グローバルネイチャークラブのガイド日記

グローバルネイチャークラブ(旧グローバルスポーツクラブ)のガイド仲間が観察した伊豆大島の自然の情報を中心にお届けします。

地球惑星科学連合大会「ジオパークへ行こう」報告その3

2016年05月27日 | 火山・ジオパーク
各地ジオパークの紹介、最終回です。

Mine秋吉台ジオパークは…

小原北士氏のプレゼン。

「空から見た景色に1カ所、色が違うところがある。なぜ?」という問いかけから…

近寄ってみると、さらに不思議が…という展開へ。

森と草原がキッパリ別れているし…


ロートのような穴がいっぱい開いているし…


白い岩がゴツゴツ。

この石はなに?

「森と草原が分かれている理由は人が野焼きをしているから」と、途中まで種明かしがありましたが…

それ以上は「現地へ来てくれたら答えを教えます。謎を解きに現地へ来てください」とのこと。

「ヒントは草地から出てくる弾です。」と写真を見せられ、謎は深まるばかり…。

「生きているうちに絶対、謎を解きに行かなくては!」という気持ちになりました〜。

遠い昔のサンゴ礁がプレートの移動で陸にくっつき、盛り上がって今、目の前にあることを写真を使って説明してくれ…

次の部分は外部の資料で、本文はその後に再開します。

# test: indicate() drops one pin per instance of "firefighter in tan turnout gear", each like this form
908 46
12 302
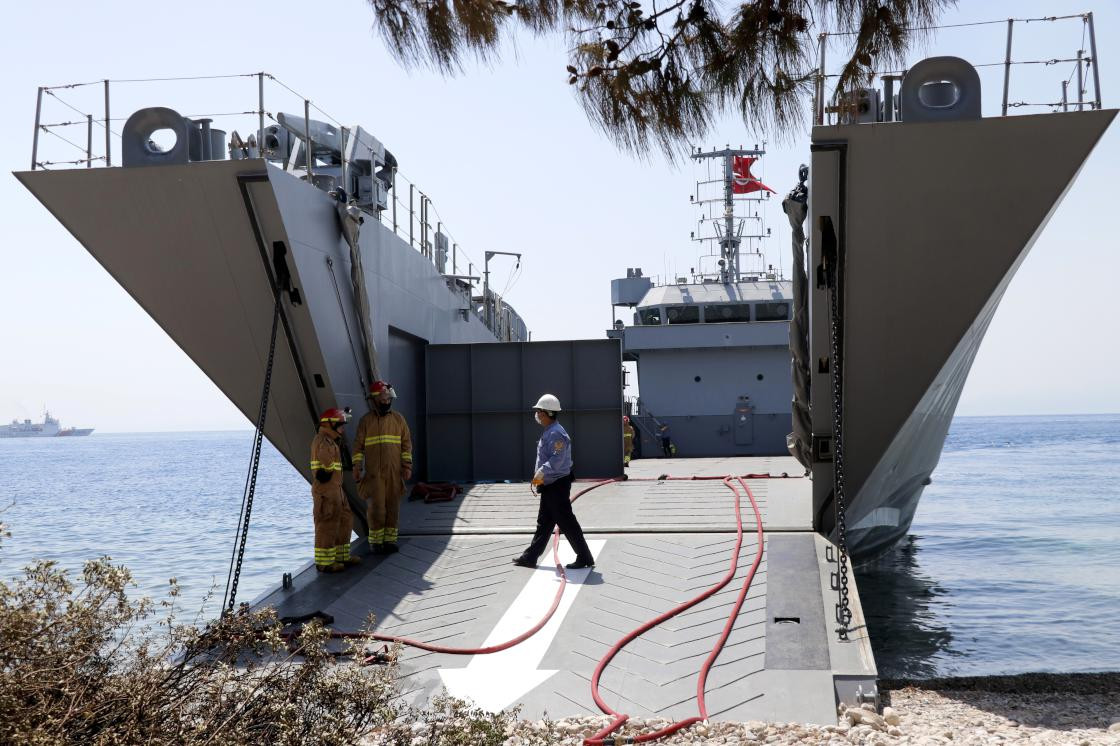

地上の景色だけでなく地下も含めて全部石灰岩だと、絵を使ってわかりやすく教えてくれます。

地下がイメージできるような絵でした。

専門用語は覚えなくても理解できるように、最後にキーワードとして紹介。

この使い方、私の理想です(^▽^)

ドリーネというロート状の穴ぼこが集まった、大きい凹地がウバーレで、そこに集落が出来…

(石灰岩が壁になってる!)

その集落の説明看板の内容は…
「降った雨の行方」も「石垣」も「住民の方に聞いてみよう」

「聞いてみよう」って…初めて見る看板です!!

会場からも「オオオ〜!」という驚きと賞賛の(だと思います!)声があがっていました。

とても面白かったです。

さて、最終回の講演は伊豆半島ジオパークの…

鈴木雄介氏

伊豆半島がフィリピン海プレートの上に乗っていて、本州に衝突中であること…


断層で景色がキッパリ別れていることも、こうして見ると良くわかります。


若い兄弟のような火山島、伊豆諸島の島々の景色を紹介しつつ…

「毎年4cmずつこちらに近づいてくるので、毎年違う景色が見られてお得です」と。
この一言、面白かったです!

鈴木さんは伊豆半島の紹介をしながら、他のジオパークとの関わりも教えてくれました。

他のジオパークを学び、知っておくことって大事ですよね。

森が海を豊かにすることも、解説されていました〜。


この調子で毎年積み上げていったら、ジオパークってかなりオモシロい場所になるのではないでしょうか?

来年の『ジオパークへ行こう!」の展開やいかに?

(カナ)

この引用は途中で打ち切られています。